Tommaso Paradiso si scusa dopo il gesto di stizza che, all’inizio di maggio, durante un concerto tenuto a Napoli, lo aveva spinto a scagliare a terra il microfono con il quale stava cantando. Il video di quel momento era diventato rapidamente virale, cosa che gli era valsa numerosi attacchi ai quali il cantante replica oggi in un’intervista rilasciata al Corriere della Sera. “Nella vita ho fatto centinaia di concerti e non mi era mai capitata una situazione del genere. Sul palco ogni emozione è amplificata al massimo e a Napoli, per continui problemi alle cuffie, ho cantato per oltre un’ora senza sentire nulla”, ha spiegato Paradiso, chiarendo il contesto nel quale è maturato quello scatto di rabbia che non è riuscito a contenere.

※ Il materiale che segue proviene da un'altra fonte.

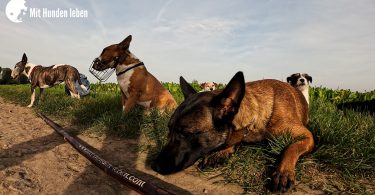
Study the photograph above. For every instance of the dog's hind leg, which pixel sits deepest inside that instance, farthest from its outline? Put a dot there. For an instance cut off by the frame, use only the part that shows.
(123, 100)
(72, 89)
(32, 97)
(284, 176)
(41, 95)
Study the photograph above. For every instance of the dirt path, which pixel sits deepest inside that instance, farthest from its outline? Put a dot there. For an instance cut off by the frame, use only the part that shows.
(36, 160)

Già all’epoca, però, direttamente dal palco, l’artista si era scusato con il pubblico venuto ad assistere alla sua performance, consapevole di avere commesso un errore: “Ho fermato lo spettacolo più volte e poi è subentrata la frustrazione che mi ha fatto perdere per un attimo la lucidità. Ho sbagliato e me ne sono reso conto, tanto che mi sono scusato subito. Mi è dispiaciuto però che si pensasse che avrei potuto colpire qualcuno perché ho lanciato il microfono sulla mia passerella, non verso il pubblico. È un gesto di stizza sbagliato, ma non certo contro la gente”.

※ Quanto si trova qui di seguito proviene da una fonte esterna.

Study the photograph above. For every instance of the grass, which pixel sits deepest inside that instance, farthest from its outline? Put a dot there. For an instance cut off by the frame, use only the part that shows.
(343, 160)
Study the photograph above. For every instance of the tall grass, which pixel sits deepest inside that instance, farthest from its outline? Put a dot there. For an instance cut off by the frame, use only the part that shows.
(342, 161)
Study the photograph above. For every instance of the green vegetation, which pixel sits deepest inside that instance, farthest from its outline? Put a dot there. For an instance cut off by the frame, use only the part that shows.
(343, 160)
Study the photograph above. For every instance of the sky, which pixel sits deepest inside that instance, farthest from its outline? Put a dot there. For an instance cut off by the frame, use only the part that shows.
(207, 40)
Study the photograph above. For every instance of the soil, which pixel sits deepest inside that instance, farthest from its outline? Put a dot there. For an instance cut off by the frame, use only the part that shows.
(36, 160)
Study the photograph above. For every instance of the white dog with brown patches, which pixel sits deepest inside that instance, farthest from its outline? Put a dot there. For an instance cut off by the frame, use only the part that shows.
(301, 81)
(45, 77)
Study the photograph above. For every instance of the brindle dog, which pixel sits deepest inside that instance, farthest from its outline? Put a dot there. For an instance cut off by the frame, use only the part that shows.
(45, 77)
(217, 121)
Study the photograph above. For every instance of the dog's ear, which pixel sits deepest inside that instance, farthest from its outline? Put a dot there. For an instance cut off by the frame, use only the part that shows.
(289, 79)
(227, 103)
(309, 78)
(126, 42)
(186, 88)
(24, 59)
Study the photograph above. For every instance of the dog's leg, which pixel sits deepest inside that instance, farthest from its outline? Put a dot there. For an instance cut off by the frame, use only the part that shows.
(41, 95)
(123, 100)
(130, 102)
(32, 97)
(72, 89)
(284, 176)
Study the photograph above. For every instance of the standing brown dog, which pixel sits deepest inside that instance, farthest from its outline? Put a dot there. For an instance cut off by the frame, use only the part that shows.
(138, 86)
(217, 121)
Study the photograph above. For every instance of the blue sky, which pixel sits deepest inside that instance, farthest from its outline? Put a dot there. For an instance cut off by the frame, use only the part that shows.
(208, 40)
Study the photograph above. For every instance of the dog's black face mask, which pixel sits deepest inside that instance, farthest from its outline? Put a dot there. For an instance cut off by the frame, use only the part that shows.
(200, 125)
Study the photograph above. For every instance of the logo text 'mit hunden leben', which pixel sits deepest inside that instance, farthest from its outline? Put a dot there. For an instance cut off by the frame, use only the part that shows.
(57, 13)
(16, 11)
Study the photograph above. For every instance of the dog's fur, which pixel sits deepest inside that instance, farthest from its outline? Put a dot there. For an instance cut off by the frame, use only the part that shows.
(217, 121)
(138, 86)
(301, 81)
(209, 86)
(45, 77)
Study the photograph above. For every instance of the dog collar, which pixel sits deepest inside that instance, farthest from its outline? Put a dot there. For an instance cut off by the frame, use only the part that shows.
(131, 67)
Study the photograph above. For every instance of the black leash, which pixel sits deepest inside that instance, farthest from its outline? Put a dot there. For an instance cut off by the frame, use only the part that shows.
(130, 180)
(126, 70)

Tommaso ha quindi aggiunto che proprio la frustrazione legata al fatto di non poter offrire al pubblico accorso a vederlo lo spettacolo che si aspettava avrebbe fatto montare in lui la rabbia, poi scaricata con quel gesto. Già all’indomani del concerto, Fanpage.it aveva appreso le ragioni di quel momento di rabbia, scaturito dalla stanchezza e dalla frustrazione legate alle difficoltà tecniche incontrate per oltre un’ora durante quella che Paradiso sperava potesse essere la migliore performance possibile. I presenti avevano già mostrato di avere apprezzato le scuse ricevute sul palco, accompagnando l’artista nell’esecuzione di una canzone che era riuscita a rasserenare il clima.